Core Concepts
This paper presents a finite-time convergence analysis of the Bartlett and Welch spectral estimators for L-mixing time series data, demonstrating that the error bounds are determined by the data's L-mixing properties and match existing bounds in more restrictive settings up to logarithmic factors.
Abstract
Bibliographic Information:
Zheng, Y., & Lamperski, A. (2024). Nonasymptotic Analysis of Classical Spectrum Estimators with L-mixing Time-series Data. arXiv preprint arXiv:2410.02951.
Research Objective:
This paper aims to establish finite-time error bounds for the widely used Bartlett and Welch spectral estimators when applied to L-mixing time series data, a class of processes encompassing various models in time series analysis.
Methodology:
The authors leverage the theory of L-mixing processes to derive non-asymptotic error bounds for both the variance and bias of the Bartlett and Welch estimators.

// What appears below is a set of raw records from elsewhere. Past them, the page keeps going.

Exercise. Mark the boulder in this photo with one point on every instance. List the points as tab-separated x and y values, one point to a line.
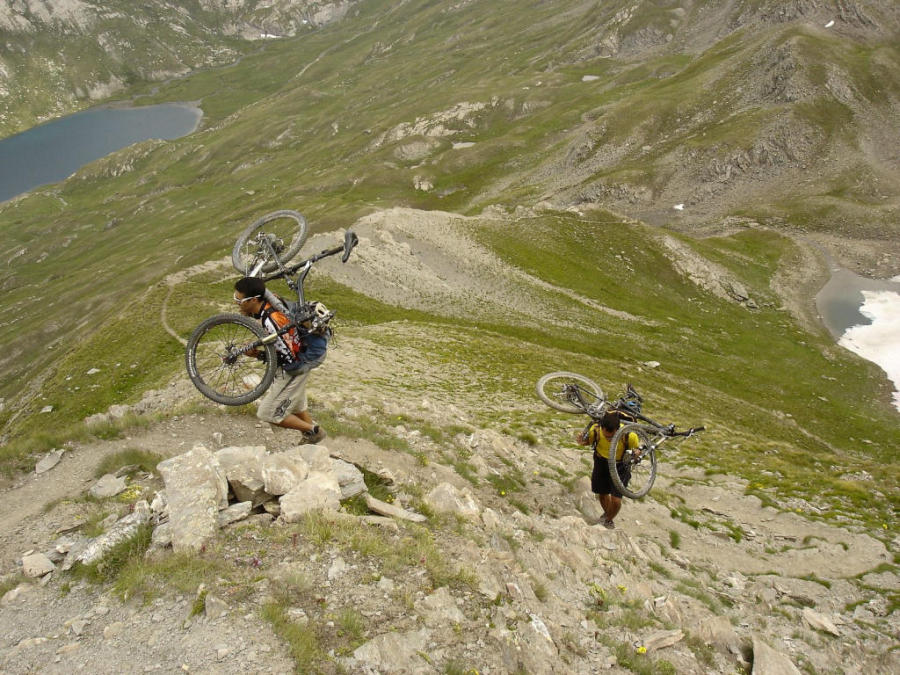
718	632
125	528
394	653
37	565
440	609
234	513
48	461
320	491
768	661
108	486
283	471
349	477
385	509
315	455
446	498
662	639
242	467
819	621
195	486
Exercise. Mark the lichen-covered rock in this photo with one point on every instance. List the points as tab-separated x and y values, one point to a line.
195	486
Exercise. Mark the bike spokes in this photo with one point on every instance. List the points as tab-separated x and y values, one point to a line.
221	364
569	392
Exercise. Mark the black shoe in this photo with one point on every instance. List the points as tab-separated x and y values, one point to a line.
317	434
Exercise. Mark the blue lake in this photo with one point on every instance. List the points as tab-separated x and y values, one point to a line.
53	151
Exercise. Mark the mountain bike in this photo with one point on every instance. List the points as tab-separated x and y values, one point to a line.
574	393
230	358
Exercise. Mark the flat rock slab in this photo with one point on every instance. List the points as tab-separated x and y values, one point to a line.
385	509
768	661
320	491
48	461
195	486
108	486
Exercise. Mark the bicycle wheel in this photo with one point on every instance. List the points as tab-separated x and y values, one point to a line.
635	472
285	231
217	365
556	390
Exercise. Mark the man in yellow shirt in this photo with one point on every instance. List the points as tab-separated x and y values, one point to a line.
600	436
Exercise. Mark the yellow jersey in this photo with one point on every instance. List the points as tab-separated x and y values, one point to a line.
601	445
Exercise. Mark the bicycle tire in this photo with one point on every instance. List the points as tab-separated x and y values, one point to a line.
556	399
243	380
246	254
642	469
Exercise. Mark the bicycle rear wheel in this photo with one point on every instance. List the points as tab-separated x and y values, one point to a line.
634	473
217	365
285	231
556	390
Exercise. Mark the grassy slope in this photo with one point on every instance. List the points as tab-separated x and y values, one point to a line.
268	142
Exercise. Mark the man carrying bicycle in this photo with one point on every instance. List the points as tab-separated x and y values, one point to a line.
599	437
284	404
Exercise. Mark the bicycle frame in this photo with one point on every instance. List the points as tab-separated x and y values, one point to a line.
596	412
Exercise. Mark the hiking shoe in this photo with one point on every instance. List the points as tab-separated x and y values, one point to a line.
314	436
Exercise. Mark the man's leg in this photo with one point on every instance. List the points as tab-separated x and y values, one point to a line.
286	394
611	505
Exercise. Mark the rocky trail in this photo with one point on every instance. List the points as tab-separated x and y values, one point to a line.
473	547
511	584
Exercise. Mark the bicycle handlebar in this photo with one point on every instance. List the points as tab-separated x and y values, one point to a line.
690	432
350	242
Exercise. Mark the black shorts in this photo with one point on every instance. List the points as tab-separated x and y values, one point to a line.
601	481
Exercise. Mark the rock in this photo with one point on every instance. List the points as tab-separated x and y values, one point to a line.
446	498
318	491
108	486
767	661
283	471
16	594
662	639
125	528
490	519
214	607
195	486
37	565
337	568
316	456
234	513
162	536
590	508
440	609
242	467
48	461
113	630
819	621
719	634
386	509
159	506
350	478
394	653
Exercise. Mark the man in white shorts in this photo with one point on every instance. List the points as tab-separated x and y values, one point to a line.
284	404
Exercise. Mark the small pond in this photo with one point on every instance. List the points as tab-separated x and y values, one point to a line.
53	151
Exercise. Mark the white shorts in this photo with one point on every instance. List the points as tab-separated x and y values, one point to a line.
286	396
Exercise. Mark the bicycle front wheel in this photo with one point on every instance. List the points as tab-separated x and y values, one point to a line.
558	390
218	366
634	473
282	232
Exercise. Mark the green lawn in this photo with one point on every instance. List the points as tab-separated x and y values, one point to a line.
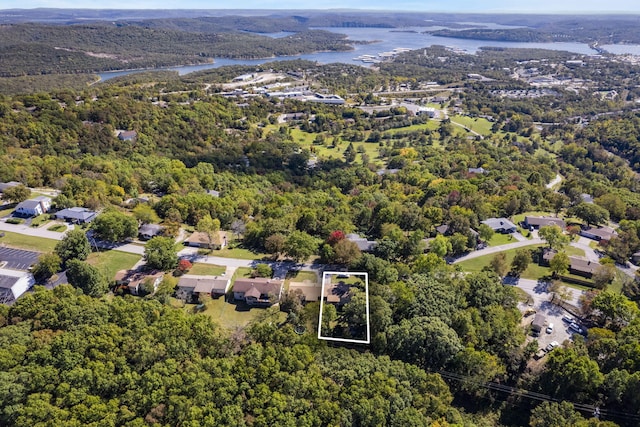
301	276
39	220
571	251
202	269
240	253
482	126
6	210
228	315
501	239
242	272
430	125
534	271
517	219
32	243
109	262
57	227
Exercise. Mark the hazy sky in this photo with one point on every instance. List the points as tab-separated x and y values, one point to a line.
539	6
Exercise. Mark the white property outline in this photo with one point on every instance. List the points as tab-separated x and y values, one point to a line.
366	288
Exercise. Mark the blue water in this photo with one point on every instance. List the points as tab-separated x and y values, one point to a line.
622	49
386	39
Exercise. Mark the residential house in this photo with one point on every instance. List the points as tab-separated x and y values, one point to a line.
501	225
258	292
538	323
582	266
309	292
337	293
191	286
363	244
133	280
13	284
76	215
34	207
149	231
577	265
200	239
598	233
127	135
542	221
10	184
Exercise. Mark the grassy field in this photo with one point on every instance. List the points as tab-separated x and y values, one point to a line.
202	269
301	276
534	271
57	227
109	262
240	253
432	125
31	243
482	126
571	251
242	272
5	210
40	220
230	315
500	239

They extend classical L-mixing results to vector-valued processes and relate the L-mixing properties of the data sequences to the matrices used in spectral estimation.
Key Findings:
- The error bounds for both estimators are shown to be determined by the L-mixing properties of the data, specifically the mixing constant and moment bounds.
- The concentration bound for the Bartlett estimator is independent of the window length, while for the Welch estimator, it depends on the ratio between the window length and the data chunk size.

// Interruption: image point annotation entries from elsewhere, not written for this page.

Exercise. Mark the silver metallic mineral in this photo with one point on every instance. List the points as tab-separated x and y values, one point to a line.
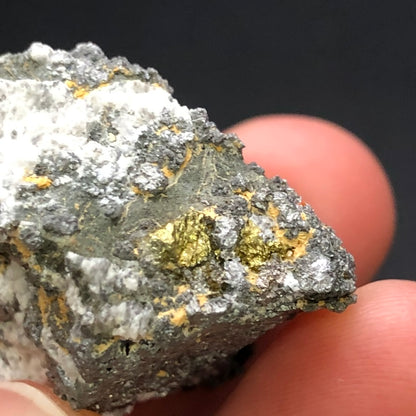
138	252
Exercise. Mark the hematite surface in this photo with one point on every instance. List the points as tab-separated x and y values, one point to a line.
138	251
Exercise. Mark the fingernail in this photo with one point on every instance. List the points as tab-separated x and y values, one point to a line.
17	398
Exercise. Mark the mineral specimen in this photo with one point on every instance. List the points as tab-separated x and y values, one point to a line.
138	252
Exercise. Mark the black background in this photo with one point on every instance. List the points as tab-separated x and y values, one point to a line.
352	62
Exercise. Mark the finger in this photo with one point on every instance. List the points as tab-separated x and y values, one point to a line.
28	399
360	362
334	172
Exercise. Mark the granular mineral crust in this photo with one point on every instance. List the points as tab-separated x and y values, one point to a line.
138	252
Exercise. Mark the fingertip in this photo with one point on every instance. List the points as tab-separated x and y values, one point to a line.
333	171
358	362
29	399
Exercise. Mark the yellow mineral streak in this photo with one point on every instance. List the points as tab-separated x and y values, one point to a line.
184	242
182	288
167	172
21	247
254	251
247	195
177	317
79	91
45	303
202	299
42	182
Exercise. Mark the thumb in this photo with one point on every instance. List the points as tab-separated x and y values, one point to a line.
24	399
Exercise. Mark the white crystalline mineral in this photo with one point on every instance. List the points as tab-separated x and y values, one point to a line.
138	253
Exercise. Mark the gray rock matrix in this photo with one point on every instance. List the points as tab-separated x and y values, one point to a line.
138	252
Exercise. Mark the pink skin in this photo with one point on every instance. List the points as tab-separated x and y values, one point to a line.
358	362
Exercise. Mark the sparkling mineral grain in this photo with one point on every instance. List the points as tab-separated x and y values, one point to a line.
138	252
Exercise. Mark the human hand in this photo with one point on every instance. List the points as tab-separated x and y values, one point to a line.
358	362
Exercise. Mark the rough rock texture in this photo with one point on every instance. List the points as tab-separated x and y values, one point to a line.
138	251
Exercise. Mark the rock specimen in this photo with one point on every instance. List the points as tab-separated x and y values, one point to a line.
138	252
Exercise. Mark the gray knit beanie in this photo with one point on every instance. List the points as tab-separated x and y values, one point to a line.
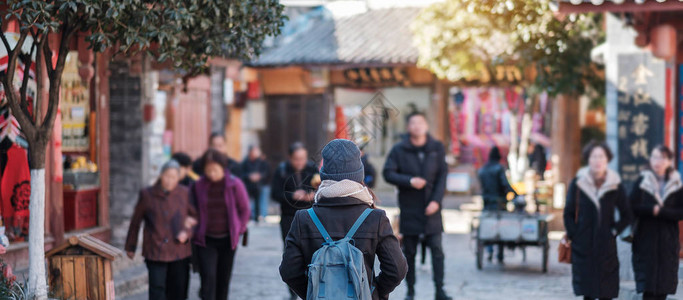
341	160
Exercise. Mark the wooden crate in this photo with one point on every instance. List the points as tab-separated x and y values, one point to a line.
80	269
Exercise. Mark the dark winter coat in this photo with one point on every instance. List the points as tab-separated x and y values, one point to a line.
286	181
164	215
655	242
374	237
595	263
254	166
403	163
233	166
370	172
494	186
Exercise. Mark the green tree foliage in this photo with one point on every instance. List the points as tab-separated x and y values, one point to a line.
457	39
186	32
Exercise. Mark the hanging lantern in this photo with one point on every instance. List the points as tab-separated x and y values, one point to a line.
663	41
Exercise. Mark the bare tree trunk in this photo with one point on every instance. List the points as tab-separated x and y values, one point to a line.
512	153
36	236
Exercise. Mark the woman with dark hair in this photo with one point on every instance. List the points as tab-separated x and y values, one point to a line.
657	201
494	187
255	175
589	217
223	205
168	220
292	187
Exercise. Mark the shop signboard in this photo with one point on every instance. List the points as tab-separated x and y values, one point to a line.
640	111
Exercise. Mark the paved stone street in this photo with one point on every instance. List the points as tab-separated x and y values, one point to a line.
256	275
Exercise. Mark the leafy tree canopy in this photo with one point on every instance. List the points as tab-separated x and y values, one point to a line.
188	32
458	39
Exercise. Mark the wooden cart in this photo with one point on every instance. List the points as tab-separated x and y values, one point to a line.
516	229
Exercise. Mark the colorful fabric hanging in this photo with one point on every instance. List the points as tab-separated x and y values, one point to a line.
15	189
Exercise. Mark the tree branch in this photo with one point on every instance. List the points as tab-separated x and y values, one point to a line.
47	56
56	77
22	116
37	110
23	100
5	42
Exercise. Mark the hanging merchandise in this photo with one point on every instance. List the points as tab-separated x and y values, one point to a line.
16	193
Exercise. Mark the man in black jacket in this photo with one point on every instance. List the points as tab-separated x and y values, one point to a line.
255	175
417	167
292	187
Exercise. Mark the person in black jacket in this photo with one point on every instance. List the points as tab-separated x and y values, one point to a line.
494	187
340	200
592	229
217	142
417	167
293	187
657	201
255	176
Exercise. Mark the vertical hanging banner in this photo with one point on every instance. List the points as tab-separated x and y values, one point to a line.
641	100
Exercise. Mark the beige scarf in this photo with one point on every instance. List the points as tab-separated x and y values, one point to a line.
651	185
588	186
344	188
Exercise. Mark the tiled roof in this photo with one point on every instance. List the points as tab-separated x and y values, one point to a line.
380	36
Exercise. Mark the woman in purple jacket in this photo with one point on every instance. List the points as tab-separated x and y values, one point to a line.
223	205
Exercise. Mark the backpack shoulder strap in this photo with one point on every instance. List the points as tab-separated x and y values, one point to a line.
317	223
360	221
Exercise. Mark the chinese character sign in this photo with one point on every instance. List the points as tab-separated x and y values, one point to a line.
640	117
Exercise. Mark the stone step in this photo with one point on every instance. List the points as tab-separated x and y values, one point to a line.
131	281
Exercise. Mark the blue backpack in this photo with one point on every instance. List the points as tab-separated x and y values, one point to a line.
337	270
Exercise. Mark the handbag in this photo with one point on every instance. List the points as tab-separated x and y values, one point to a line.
564	250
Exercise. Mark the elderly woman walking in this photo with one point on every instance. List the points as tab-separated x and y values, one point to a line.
223	205
168	217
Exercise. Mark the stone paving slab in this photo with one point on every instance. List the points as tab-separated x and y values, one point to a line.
256	270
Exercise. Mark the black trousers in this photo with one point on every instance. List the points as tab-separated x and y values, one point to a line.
650	296
285	225
215	268
435	243
168	280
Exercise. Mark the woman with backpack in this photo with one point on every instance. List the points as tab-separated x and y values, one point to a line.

- The convergence rate of the algorithm is of order O(1/√k log2(log2 k)), where k represents the number of data chunks used.
- The derived error bounds match existing bounds derived under more restrictive assumptions (Gaussian or linear filter-based data) up to logarithmic factors.
Main Conclusions:
The study provides a rigorous finite-time convergence analysis for the Bartlett and Welch spectral estimators under the L-mixing assumption, demonstrating that these estimators achieve favorable error rates for a broad class of time series data.
Significance:
This work contributes significantly to the non-asymptotic theory of non-parametric spectral estimation, which has been less developed compared to its asymptotic counterpart or the non-asymptotic theory of parametric methods. The results are relevant for practical applications where only finite data records are available.
Limitations and Future Research:
- The current analysis assumes a zero-mean time series, which might not always hold in practice. Future work could extend the analysis to non-zero-mean time series.
- The derived error bounds, while theoretically sound, are acknowledged to be conservative. Further research could explore tighter bounds by refining the bounding techniques.
Stats
The Doeblin coefficient in the Markov chain example is δ = 0.72.
The upper bound of the L-mixing statistics is Γd,4q(y) ≤ 4Gmax/(δ^(4q)), where Gmax = maxk ∥y[k]∥.
The upper bound of the moment is M4q(y) ≤ Gmax.
The probability parameter in Theorem 2 is set to ν = 0.1, indicating a 90% probability for the theoretical bound to hold.
For the Bartlett estimator simulation, M = 5 and L = 10^7.
For the Welch estimator simulation, a Hann window is used with M = 16, K = 8, and L = 10^7.